For fun, Dany enjoys soccer, basketball and playing with marbles. He attends Bible class, Vacation Bible School and camp regularly and is in primary school where his performance is average.
Your love and support will help Dany to receive the assistance he needs to develop his potential. Please pray for him.
Dany lives in the mountainous community of Chisec, Alta Verapaz, home to approximately 12,800 residents. Typical houses are constructed of dirt floors, wood walls and corrugated iron roofs. The primary ethnic group is Maya and the most commonly spoken language is Q'eqchi'.
The regional diet consists of maize, beans, bananas, chicken, bread, cassava, beef, plantains, rice and potatoes. Common health problems in this area include flu, diarrhea, malaria and dengue. Most adults in Chisec, Alta Verapaz work as day laborers and earn the equivalent of $100 per month.
Your sponsorship allows the staff of Samuel Student Center to provide Dany with Bible teaching, medical exams, fluoride treatments, recreational activities, special celebrations, academic reinforcement, school supplies, shoes and clothing. Thirty-five percent of the children in this project are not attending school because they are underage. The center staff will also provide opportunities for project involvement of the parents or guardians of Dany.

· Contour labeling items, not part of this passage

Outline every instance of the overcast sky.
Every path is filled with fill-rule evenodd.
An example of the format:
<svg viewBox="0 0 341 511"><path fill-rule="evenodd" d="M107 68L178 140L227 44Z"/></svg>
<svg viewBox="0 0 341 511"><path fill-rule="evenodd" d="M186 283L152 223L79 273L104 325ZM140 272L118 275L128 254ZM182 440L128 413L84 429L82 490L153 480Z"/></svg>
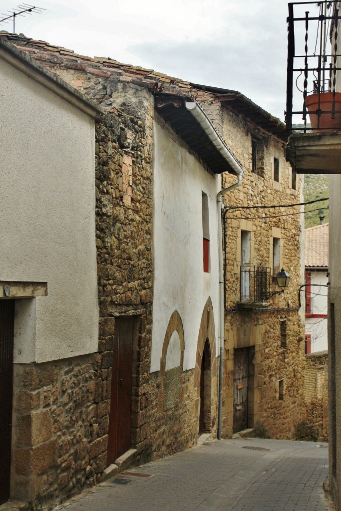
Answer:
<svg viewBox="0 0 341 511"><path fill-rule="evenodd" d="M1 0L1 13L18 0ZM20 4L22 5L22 4ZM284 120L286 0L37 0L15 32L195 83L240 91ZM2 17L3 16L1 16ZM0 25L12 32L12 24Z"/></svg>

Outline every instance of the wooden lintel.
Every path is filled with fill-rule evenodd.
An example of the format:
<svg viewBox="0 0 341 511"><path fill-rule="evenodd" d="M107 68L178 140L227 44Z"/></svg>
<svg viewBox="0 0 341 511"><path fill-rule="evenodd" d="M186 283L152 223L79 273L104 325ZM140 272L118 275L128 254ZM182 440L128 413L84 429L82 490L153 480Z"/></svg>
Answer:
<svg viewBox="0 0 341 511"><path fill-rule="evenodd" d="M0 299L36 298L38 296L47 296L47 282L0 281Z"/></svg>

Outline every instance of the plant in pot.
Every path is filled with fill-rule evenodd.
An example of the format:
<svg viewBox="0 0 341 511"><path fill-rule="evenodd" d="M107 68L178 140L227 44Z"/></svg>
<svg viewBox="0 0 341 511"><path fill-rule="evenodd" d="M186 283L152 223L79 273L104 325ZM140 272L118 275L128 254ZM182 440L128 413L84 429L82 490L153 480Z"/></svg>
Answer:
<svg viewBox="0 0 341 511"><path fill-rule="evenodd" d="M341 130L341 92L335 92L334 97L331 92L316 92L307 96L305 102L313 129Z"/></svg>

Dotted with Mayan ruins, lakes and volcanoes, Guatemala is one of the most beautiful places in Central America. Mountains and rugged highlands dominate its landscape in the west. The Pacific plain is a narrow belt between mountains and ocean. In the southern highlands, the most populous region is Guatemala City and to the north is jungle. The country is slightly smaller than the state of Tennessee.

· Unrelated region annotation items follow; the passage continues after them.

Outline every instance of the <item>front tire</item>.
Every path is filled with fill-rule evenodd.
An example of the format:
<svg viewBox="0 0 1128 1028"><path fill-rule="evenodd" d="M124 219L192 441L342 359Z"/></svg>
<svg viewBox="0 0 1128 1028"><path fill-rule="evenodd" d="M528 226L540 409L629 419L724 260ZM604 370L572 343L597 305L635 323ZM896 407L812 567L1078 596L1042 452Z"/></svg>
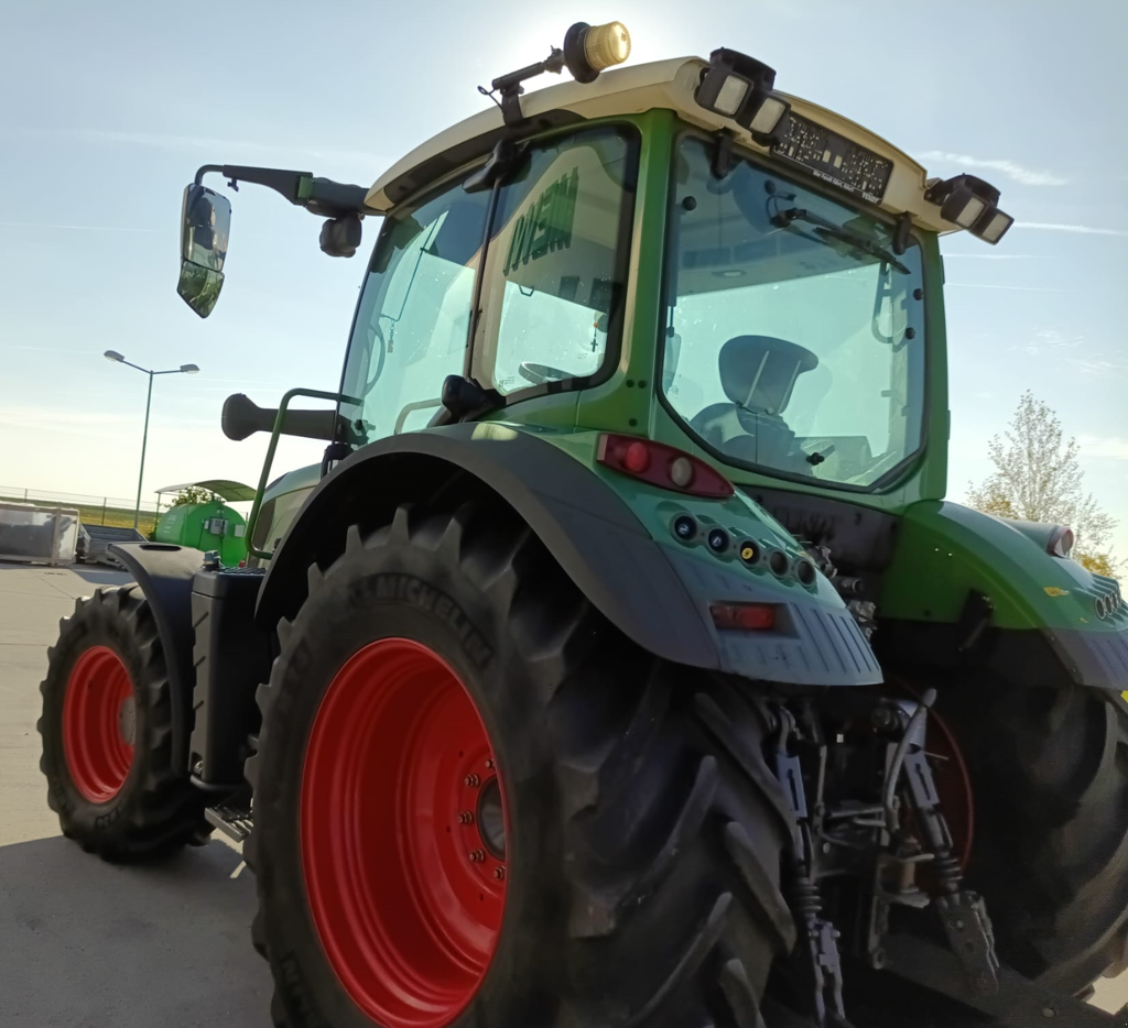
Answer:
<svg viewBox="0 0 1128 1028"><path fill-rule="evenodd" d="M247 766L275 1023L757 1028L795 929L750 683L641 653L484 506L352 529L280 637Z"/></svg>
<svg viewBox="0 0 1128 1028"><path fill-rule="evenodd" d="M64 835L107 860L208 838L200 794L173 765L173 698L148 601L98 590L59 626L39 686L39 768Z"/></svg>

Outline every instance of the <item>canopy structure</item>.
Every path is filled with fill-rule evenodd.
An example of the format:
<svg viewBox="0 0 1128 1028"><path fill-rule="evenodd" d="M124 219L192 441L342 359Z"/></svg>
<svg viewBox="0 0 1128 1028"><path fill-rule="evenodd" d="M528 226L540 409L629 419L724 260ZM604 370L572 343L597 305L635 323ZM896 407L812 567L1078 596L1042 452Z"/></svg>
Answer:
<svg viewBox="0 0 1128 1028"><path fill-rule="evenodd" d="M231 481L229 478L208 478L195 482L180 482L178 486L165 486L157 490L157 496L164 493L179 493L183 489L208 489L228 503L248 503L255 498L254 486Z"/></svg>

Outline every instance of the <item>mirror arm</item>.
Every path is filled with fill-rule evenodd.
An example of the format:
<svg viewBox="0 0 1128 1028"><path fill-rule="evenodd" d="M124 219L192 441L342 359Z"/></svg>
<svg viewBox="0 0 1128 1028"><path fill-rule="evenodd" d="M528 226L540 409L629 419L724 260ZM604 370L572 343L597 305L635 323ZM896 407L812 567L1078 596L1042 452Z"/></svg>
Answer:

Approximately half the country's 13 million people are Amerindian or Mayan, including 21 indigenous groups. Most of the people still live in small farming villages growing corn, coffee, sugar and beans as their ancestors did. They are world-famous for their intricate handmade textiles of brilliant colors in red, yellow, blue and purple. It is estimated that more than two-thirds of the country's children live in poverty. The country's official language is Spanish but more than 20 languages are spoken by various indigenous communities. Guatemalans are predominantly Catholic; about 40 percent are Protestants and a small percentage follow traditional Mayan religions. Compassion works within nearly every department in the country.
Much like many of its neighbors in Central America, Guatemala has a history riddled with warfare, coups and economic struggles. Two thousand years before Christ until the early 1500s, the great Mayan empire flourished throughout much of Guatemala. The Spanish conquered the area in 1524, but in 1821, the country gained independence from Spain. Since then, Guatemala's politics have been marked by rivalries and insurgencies. After a series of coups, short-lived rulers and ever-increasing protest and repression, civil war erupted in the 1960s. Several attempts have been made to end the decades-old disputes, the most recent of which was the 1996 signing of peace accords by the government, leftist guerrillas and other factions. Despite Guatemala's troubled history, the country enjoys freedom of speech and religion and continues to have a Constitutional Democratic Republic.